Buraya kadar her şey normal, düşünce dokusu, davranış profili teorik olarak gayet güzel….
Peki hayatın pratikleri öyle mi?
İmtihan o kadar şiddetli ki… Bu düşünce dokusu arasına giren nefis ve şeytan o kadar aldatıcı yön levhaları koymuş ki kavşak noktalarına… Bazen sağdan yanaşıyor bazen soldan… Yanlış yola girildiği iş işten geçtikten sonra anlaşılabiliyor. Bazen de anlaşılamıyor…
Daha fazla insan bizimle beraber olsun ki, harice karşı daha güçlü görünelim.
Daha fazla maddi imkânlarımız olsun daha fazla insana ulaşalım daha büyük olalım.
Sonra bu gücümüzü karar vericilere de gösterelim. Karar mekanizmalarında etkin olunca kar topu gibi hem imkânlar hem de bizimle beraber insanlar artar.
-Eeeeee daha daha ne olsun?….
-Biz ne dersek o olsun…
-Emrin olur efendim. Biraz da suyundan da olsun!….
***
Sırf rızay-ı ilahi için yola çıkan, organize olan dini cemaatler zaman içinde bir kast sistemi teşekkül ettirip maksad dini olmaktan uzaklaşıp dünyevileşme, dünya metaı ve makamı için cedelleşme arenasında kendilerini buluyorlar…

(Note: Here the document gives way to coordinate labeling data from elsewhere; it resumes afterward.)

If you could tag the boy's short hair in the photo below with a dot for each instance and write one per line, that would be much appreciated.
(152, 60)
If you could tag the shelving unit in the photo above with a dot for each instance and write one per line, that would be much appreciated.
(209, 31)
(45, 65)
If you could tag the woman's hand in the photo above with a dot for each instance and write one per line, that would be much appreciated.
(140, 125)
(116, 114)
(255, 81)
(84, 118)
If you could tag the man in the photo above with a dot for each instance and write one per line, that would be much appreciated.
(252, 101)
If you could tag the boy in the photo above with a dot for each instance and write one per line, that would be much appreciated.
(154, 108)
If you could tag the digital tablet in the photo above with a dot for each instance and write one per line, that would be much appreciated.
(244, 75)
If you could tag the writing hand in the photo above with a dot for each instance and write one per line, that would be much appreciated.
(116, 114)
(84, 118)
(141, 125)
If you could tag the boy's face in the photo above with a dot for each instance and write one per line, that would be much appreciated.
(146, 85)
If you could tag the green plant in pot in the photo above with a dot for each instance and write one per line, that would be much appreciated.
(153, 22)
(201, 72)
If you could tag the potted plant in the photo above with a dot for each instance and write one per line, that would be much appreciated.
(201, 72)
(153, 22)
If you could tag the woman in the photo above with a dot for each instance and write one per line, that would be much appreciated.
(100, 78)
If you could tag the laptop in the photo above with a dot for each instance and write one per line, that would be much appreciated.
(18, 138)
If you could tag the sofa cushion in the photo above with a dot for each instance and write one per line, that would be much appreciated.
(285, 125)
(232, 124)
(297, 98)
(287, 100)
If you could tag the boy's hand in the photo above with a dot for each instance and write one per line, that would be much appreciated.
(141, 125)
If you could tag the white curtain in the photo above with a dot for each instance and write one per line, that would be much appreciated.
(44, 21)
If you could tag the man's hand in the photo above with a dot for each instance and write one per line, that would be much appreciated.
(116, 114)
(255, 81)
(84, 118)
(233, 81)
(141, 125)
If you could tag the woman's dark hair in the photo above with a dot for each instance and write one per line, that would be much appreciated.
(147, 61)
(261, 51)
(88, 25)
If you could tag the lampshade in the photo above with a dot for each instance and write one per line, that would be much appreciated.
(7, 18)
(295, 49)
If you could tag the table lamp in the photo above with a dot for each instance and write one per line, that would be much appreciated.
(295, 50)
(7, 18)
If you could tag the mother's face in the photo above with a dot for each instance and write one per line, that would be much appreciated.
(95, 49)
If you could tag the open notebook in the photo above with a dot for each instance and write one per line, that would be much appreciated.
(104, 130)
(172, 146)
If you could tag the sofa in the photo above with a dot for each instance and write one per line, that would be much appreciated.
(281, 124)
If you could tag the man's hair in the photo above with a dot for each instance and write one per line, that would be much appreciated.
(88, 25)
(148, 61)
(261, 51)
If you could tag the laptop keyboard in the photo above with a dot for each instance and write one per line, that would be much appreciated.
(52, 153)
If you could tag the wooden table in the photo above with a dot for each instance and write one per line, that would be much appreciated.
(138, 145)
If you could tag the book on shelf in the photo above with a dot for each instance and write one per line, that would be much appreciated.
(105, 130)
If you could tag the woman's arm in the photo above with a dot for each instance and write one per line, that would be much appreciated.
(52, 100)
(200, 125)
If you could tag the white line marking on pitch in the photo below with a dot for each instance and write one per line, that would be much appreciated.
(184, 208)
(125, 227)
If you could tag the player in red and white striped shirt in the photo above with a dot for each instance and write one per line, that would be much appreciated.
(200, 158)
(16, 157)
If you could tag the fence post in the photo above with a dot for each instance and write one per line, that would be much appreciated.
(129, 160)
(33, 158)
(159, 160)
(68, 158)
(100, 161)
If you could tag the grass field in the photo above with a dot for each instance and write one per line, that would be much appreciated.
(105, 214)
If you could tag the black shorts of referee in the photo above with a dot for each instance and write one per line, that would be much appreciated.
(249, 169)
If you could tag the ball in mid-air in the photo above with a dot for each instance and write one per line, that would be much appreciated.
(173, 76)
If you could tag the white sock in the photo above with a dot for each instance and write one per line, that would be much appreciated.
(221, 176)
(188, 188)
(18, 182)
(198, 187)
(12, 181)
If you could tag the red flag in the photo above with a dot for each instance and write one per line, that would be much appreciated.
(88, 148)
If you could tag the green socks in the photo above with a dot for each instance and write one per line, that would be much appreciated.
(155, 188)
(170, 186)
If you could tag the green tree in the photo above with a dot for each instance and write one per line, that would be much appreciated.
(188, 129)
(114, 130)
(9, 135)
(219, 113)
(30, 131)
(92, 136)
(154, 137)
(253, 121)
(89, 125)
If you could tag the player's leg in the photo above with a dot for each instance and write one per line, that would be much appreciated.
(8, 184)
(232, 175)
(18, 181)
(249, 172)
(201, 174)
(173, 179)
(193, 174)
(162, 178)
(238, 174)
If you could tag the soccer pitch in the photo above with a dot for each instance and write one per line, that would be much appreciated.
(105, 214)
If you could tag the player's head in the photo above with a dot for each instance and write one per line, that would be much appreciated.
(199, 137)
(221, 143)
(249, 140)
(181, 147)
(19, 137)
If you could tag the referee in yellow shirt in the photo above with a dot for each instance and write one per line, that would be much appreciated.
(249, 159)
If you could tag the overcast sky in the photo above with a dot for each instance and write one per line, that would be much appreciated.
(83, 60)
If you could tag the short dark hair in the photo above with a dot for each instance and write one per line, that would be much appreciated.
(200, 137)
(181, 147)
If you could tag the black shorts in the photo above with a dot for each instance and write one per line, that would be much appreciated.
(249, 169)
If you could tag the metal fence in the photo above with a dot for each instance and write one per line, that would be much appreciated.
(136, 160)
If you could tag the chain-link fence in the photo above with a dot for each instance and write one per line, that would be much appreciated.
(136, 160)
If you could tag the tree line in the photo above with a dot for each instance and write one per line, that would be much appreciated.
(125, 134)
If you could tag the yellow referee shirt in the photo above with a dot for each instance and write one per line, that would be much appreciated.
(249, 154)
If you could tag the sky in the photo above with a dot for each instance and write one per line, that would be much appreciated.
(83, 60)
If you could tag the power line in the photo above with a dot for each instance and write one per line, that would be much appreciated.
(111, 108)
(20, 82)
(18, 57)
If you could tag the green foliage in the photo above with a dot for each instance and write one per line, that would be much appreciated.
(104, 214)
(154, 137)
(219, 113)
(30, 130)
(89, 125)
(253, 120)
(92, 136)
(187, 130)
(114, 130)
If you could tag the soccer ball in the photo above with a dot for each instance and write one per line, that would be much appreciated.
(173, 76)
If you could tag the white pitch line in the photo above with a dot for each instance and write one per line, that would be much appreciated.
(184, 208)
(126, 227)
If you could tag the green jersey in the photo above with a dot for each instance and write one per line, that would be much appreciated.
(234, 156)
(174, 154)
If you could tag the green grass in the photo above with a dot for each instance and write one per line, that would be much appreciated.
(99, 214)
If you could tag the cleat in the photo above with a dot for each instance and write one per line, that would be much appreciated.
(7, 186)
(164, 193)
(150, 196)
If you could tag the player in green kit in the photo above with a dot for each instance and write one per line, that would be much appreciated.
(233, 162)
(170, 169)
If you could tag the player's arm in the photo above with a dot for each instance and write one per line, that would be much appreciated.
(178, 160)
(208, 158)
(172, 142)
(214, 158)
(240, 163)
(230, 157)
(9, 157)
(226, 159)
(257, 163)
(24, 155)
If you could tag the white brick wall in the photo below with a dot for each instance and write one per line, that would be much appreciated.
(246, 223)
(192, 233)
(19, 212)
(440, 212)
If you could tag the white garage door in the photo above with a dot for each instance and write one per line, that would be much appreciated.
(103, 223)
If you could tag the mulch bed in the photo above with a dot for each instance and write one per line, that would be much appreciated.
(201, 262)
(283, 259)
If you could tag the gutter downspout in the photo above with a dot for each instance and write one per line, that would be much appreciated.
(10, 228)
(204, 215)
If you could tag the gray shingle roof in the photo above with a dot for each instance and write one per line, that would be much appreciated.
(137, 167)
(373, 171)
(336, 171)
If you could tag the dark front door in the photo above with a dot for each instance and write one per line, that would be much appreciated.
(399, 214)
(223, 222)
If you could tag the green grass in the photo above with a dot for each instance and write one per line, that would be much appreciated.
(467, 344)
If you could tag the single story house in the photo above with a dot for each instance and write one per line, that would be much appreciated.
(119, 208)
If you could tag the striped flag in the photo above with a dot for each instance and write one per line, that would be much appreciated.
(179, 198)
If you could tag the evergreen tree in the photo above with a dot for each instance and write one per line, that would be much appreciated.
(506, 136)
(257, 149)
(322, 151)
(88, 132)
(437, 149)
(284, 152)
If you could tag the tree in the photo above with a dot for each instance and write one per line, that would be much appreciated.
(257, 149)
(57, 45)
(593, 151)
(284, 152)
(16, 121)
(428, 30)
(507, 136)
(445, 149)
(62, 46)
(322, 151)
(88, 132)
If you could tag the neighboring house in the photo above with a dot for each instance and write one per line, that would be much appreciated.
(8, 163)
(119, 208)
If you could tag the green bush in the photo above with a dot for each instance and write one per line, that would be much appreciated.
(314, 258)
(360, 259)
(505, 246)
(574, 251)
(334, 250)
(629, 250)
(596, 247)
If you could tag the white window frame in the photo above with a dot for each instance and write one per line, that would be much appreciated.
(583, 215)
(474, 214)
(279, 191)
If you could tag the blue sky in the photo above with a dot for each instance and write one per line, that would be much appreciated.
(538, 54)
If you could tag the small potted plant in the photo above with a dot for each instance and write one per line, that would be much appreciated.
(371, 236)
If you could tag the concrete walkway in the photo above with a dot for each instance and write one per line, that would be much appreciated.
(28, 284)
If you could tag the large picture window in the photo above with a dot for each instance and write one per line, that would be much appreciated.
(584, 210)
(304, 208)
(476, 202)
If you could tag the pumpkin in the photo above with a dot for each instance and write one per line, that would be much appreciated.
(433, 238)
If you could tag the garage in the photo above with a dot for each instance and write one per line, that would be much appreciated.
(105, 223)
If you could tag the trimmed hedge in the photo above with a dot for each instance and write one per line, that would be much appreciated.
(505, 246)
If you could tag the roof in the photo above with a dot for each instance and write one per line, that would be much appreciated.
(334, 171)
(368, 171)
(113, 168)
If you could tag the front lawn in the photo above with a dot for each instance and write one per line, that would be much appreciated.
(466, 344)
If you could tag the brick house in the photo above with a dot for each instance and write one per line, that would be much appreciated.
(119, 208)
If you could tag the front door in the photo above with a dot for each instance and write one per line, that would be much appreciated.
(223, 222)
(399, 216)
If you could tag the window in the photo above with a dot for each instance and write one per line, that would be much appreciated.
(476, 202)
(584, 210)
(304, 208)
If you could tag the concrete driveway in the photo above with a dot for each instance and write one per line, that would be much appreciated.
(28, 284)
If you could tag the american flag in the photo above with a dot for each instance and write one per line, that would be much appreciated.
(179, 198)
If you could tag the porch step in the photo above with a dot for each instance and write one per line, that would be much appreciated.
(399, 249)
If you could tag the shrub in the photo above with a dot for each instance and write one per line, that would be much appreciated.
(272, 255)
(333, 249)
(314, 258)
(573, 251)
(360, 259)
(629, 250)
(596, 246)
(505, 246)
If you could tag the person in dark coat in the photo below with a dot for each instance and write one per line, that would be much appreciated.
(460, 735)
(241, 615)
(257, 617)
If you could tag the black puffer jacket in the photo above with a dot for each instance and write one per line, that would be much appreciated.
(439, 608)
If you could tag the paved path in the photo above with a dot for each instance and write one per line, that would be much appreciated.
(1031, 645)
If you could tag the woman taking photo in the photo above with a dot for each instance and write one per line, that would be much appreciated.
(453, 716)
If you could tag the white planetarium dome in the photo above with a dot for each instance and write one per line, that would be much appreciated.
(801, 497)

Hep dışa açık. Dışarıya yönelik maksat ve hedefler. Büyümek ve büyüdükçe büyük oynamak… Bireysel masumane iyi niyetle başlayan beklentiler makro ölçekte dünyaya hükmetme hedeflerine dönüşebiliyor.
Organizasyonun karar mekanizmalarında yer alanların insanların imanlarını kurtulması, iman ve İslam dairesinde yaşaması, ahretini kazanması gibi mikro ölçekli işler gündemden çıkıyor unutuluyor.
Bu anlatılanlar iyi ki bizim ülkede olmuyor(!).
Teknik teknoloji gelişti. Uzayda bazı gezegenlerde böyle cemaatler varmış. Bu dünyada bu tür işler olmuyor efendim. İnanın(!)
İman ve Kur’an Hizmetinde ihlas ve istiğna esastır
İstiğna mesleği esastır biliyoruz ders aldığımız dini kaynaklarda.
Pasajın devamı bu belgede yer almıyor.